Oh, My Pop Culture Jesus: The Devil is Totally Evil

The devil is totally evil and you should hate him! Actual religious beliefs affect how religion is portrayed in pop culture, and of course affects how religious figures are portrayed. Now, Satan may not be Jesus. He’s not a paragon of virtue that is upheld by believers (unless they are Satanists, but we aren’t talking about them), but nevertheless he is an extremely important character in Judeo-Christianity.

Because Satan is an evil character, pop culture often pits him against the noble and righteous characters. When we talk about the devil in pop culture, we are often talking about the typical villain archetype. He is evil without reason or remorse. He does everything he can to destroy our virtuous heroes. Not only does he attempt to destroy them in the typical “I’m going to kill you” way, he also attempts to destroy our heroes by tempting them to evil. By doing this the devil gains more souls for hell and turns people away from God.

A lot of people say that Nazis are the perfect villain, because everybody hates them. You will never have a theater full of people getting pissed at how Nazis are treated. Well, pencil in Satan next to Nazis. Our default setting is to hate Satan. There is nothing endearing about him. Furthermore, he has a plus side over the Nazis—he is more interesting. Remember this is a character that according to most Judeo-Christian mythology is someone who was best friends with God before rebelling against him. Again, our default is to assume God is good and awesome. God created us, gave us life, and free will, so why would someone hate him?

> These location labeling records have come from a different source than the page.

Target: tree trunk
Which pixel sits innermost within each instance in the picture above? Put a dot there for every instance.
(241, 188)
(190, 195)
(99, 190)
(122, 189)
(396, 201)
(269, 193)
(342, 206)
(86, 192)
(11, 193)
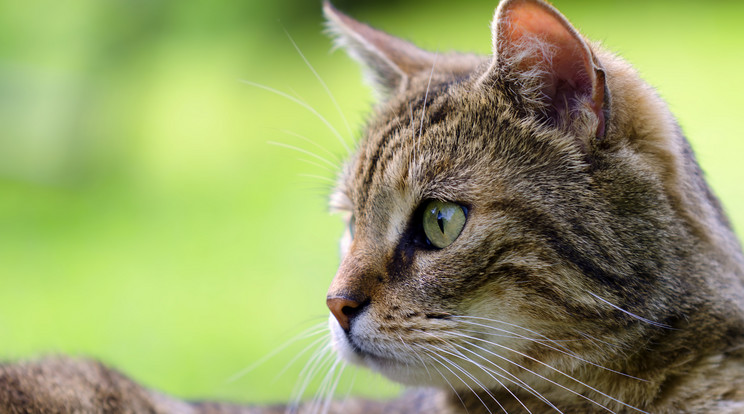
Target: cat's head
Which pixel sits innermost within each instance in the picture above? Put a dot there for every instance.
(504, 213)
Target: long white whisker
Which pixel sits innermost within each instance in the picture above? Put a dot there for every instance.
(322, 83)
(333, 156)
(315, 343)
(440, 359)
(325, 384)
(317, 164)
(551, 368)
(462, 356)
(332, 390)
(304, 105)
(563, 350)
(460, 317)
(318, 177)
(508, 376)
(631, 314)
(302, 335)
(426, 95)
(457, 394)
(303, 151)
(491, 374)
(320, 358)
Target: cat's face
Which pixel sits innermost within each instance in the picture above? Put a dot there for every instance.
(491, 233)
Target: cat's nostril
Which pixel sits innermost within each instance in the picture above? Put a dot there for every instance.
(344, 310)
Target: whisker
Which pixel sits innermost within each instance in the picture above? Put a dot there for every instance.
(332, 390)
(303, 151)
(509, 324)
(511, 378)
(549, 367)
(631, 314)
(304, 105)
(315, 343)
(318, 177)
(321, 357)
(316, 164)
(480, 384)
(322, 391)
(334, 157)
(563, 349)
(478, 365)
(457, 394)
(440, 359)
(426, 95)
(323, 84)
(300, 336)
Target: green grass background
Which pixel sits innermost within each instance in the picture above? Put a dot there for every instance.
(144, 219)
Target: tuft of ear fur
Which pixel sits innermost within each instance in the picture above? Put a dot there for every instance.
(389, 61)
(535, 46)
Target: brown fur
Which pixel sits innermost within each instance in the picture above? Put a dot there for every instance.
(596, 270)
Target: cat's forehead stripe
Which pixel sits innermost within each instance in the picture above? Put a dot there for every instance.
(403, 132)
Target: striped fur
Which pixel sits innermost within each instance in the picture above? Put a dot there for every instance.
(596, 271)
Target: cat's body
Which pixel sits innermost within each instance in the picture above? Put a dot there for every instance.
(580, 263)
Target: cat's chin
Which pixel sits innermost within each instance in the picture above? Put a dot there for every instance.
(395, 369)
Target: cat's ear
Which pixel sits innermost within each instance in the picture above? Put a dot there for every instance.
(390, 61)
(534, 45)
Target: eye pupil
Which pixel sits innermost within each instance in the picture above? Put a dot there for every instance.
(442, 222)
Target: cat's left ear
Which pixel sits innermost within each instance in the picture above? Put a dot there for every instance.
(534, 45)
(390, 62)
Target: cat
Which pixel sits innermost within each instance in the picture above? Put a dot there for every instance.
(527, 232)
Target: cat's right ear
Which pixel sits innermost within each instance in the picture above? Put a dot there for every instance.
(389, 62)
(537, 49)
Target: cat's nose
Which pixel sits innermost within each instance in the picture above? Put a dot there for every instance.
(344, 310)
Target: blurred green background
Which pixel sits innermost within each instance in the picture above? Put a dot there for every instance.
(146, 221)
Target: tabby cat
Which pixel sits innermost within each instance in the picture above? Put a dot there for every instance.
(528, 232)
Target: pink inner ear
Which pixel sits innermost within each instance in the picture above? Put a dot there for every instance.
(570, 72)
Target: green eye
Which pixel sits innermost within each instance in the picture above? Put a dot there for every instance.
(443, 222)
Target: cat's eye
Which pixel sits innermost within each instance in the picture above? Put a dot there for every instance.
(443, 221)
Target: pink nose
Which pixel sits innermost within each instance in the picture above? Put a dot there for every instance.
(344, 309)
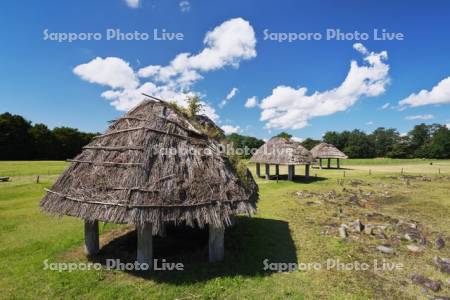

However, this question of why is often not addressed in the pop culture that makes Satan pure evil. The sympathetic Satan comes later.

The evil Satan dominated pop culture for the longest time. Saint Hildegard von Bingen (recently named a doctor of the Catholic Church, btw) wrote Ordo Virtutum, which portrays Satan as a purely demonic figure trying to tempt a soul. He fights against the personified virtues. Faust is a play about Dr. Faust selling his soul for help from Méphistophélès. (I’m really dumbing it down with that quick summary. It is actually really profound and you should totally read it.) Dante’s Inferno is another typical evil Satan. Satan is trapped from the waist down in ice, in the lowest circle of hell, chewing on history’s greatest traitors. This early Satan is usually the classic one depicted with hooves, horns, and a pitchfork, but this depiction eventually evolved.

Technically, Satan was not always the monstrous figure that we see in early pop culture. In most Biblical interpretations Satan was originally an angel. Angels in Biblical texts are often either completely alien looking (comprised entirely of eyes or fire or something) or appear as human (usually when they are on earth). Satan himself was described as one of the most beautiful angels in creation and there is every indication that that didn’t change after he fell. In pop culture today, Satan isn’t always attractive, but is often portrayed as human looking.

Whether it’s Constantine, Oh, God You Devil, or The Devil’s Advocate, Satan is portrayed as a manipulative and crafty being taking the guise of human beings giving you everything you ever wanted. My favorite portrayal of this is from The Devil’s Advocate. Al Pacino plays the devil in this interpretation and uses Kevin Lomax’s (Keanu Reeves) vanity to manipulate him on a path to hell. Each time the devil does nothing. He doesn’t force Kevin to do anything evil and even often suggests to him to do the morally better thing, but each time Kevin chooses the evil path, which leads to the death of his wife. In this movie, the devil professes to be a humanitarian and claims that that was his argument with God.

Why not? I’m here on the ground with my nose in it since the whole thing began. I’ve nurtured every sensation man’s been inspired to have. I cared about what he wanted and I never judged him. Why? Because I never rejected him. In spite of all his imperfections, I’m a fan of man! I’m a humanist. Maybe the last humanist.

He further explains:

Let me give you a little inside information about God. God likes to watch. He’s a prankster. Think about it. He gives man instincts. He gives you this extraordinary gift, and then what does He do? I swear for His own amusement, his own private, cosmic gag reel, He sets the rules in opposition. It’s the goof of all time. Look but don’t touch. Touch, but don’t taste. Taste, don’t swallow. Ahaha. And while you’re jumpin’ from one foot to the next, what is he doing? He’s laughin’ His sick, fuckin’ ass off! He’s a tight-ass! He’s a SADIST! He’s an absentee landlord! Worship that? NEVER!

Al Pacino’s Satan is the perfect note to end this on, because while he is entirely evil, his final speech stirs our imagination. Why can’t we do whatever we want without consequence? Why would God make rules that seem to go against our very nature? These questions lead us all to—Was the devil right?

These are basic questions about the nature of God and the nature of good and evil as it plays out in our own human experience, which leads us to having a more human Satan in our pop culture. One that we understand and sympathize with.